Wednesday, December 10, 2008


Today my sister and I went SHOPPING!!!

We had a blast, only to have to return to unruly children at home, which hubby wasn't too happy with retrieving 4 of them at the sitter since we got home late.

Tomorrow night I'm back in the ER, feeling more refreshed than my last shift.

I can't imagine having endless hours to shop like I perceive some people do.

These are the kids, mine and my sister's when we went on Spring Break. It's hard to get all of them to smile....

Monday, December 8, 2008

The ER adventure while sick...

The fast-paced ER I work is always an adventure in one way or another, but one of the downsides of the job is that it is nearly impossible to find someone to work when you fall ill, particularly at the last minute (because the gastroenteritis comes on rather suddenly), let alone it's a Saturday night, crap...
In six and a half years of doing this, I've never called in, and it's not out of luck, but just the reality of things...one must work while sick. I've known other docs to walk around the ER with a perforated appendicitis with an IV pole attached (I wonder what the patients must think of that!!) just because we feel we have to be so stoic.
No such drama for me, just gastroenteritis this time, chills, body aches, headache (from the caffeine withdrawal partly, no doubt, since I was too nauseated to drink my usual 3 cups at the beginning of my night shift).
The parent with the sleeping afebrile child who "had a fever at home...he felt hot...I didn't have a thermometer though...why do I have to wait so long in this ER, the worst ER in the world because I had to wait..." is always a bit unnerving, but adding the GI bug, it takes on a new dimension. "But ma'am, there were 3 people I had to see first that had trouble breathing" doesn't seem to matter. Sometimes it really seems to me like people live their lives in a bubble, oblivious to what's going on around them, and that there might be actual emergencies in an emergency room (imagine that). And, oh yeah, I had to take a 5 minute break to throw up. OK, maybe I should omit saying that...
But the nurses and staff were amazingly empathetic, and perhaps the paleness of my face after returning from the doctor's lounge wasn't pitiful enough.
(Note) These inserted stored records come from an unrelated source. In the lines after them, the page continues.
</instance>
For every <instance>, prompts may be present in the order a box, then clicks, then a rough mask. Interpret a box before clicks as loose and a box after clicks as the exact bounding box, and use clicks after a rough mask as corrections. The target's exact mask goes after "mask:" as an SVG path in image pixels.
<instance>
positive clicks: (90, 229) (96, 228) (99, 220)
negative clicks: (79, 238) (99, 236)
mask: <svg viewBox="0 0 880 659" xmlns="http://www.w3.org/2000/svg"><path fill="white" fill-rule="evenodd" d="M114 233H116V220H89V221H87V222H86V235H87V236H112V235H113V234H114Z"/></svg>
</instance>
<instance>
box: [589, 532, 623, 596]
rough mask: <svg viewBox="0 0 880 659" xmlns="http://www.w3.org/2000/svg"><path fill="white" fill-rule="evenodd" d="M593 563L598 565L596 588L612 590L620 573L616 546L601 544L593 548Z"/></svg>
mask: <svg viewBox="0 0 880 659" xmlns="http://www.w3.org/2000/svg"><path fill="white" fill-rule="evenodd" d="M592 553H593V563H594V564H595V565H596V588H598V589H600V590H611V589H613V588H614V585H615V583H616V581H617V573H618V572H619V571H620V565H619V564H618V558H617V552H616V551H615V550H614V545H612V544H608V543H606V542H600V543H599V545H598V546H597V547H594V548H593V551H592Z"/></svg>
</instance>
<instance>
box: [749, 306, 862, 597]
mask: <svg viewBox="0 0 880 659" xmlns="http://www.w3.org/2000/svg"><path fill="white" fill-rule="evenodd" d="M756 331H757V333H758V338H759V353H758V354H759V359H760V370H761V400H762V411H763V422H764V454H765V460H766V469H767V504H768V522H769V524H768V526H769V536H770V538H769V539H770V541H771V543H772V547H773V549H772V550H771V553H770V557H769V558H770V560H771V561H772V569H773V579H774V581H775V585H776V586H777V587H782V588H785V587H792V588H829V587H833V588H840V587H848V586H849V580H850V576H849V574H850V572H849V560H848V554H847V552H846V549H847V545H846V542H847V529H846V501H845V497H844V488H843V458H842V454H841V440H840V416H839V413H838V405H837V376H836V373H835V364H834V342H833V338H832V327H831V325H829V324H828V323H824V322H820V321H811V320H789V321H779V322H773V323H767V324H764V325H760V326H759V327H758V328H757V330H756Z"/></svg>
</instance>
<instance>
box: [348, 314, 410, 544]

I never expect a lot of empathy from anyone in the ER, because with all the screaming, moaning, and drug-seeking, we all become a bit low on fuel in the empathy department. Isn't our caring nature why we went into medicine in first place? Oh yeah, I must remind myself of this, even while ill.
The night didn't end up too terrible, no gunshot wounds or combative drunk drivers typical of the usual Saturday night, and my waves of nausea were disappearing by about 2 a.m., so then I was able to hold down some Motrin. The only bad thing was that when 7 a.m. rolled around, my relief didn't show. The nurses because worried because my replacement was almost always dependable and early, and there was some black ice outside, so they started thinking of the worst case scenario (can you blame them, considering where we work?), only to discover by the emergency scheduling person who phoned him that he had accidentally set "Alarm 2" on his clock instead of "Alarm 1". At 8:30 he apologetically walked in as I wrapped up the "emergency toothache for 1 week" in room 15 and headed home, only to be delayed behind a "wide load" taking up both sides of the 2 lane country road. I slept for almost 20 hours, thanks to my gracious husband who pitied me (and dreaded when he would catch the bug next), and I woke up this morning feeling surprisingly better.
Today I treated myself with a manicure/pedicure and lunch out with my mom and sister, which I hadn't done in a long time.

Wednesday, December 3, 2008

ER and MindBodySpirit Medicine Blog

I'm an ER Doc who longs for something more meaningful, thus the MBS connection.
I'm no as philosophical as my husband, although I do possess a lot of his sarcasm and humor.
The ER, in many ways, is like an island of wilderness.
Every day brings different challenges, but in many ways is surprisingly mundane.
Every once in a while, a memorable someone meets my aquaintaince and makes a lasting impression on me (and hopefully I might make one on them).
Such an encounter makes me very introspective about life, love, and relationships.
When I mention patients I will make every attempt to respect their privacy and not reveal too many details, certainly not mentioning their names, but welcome any comments.
After all, I am not just a robot provider, I am human mortal who occasionally make mistakes.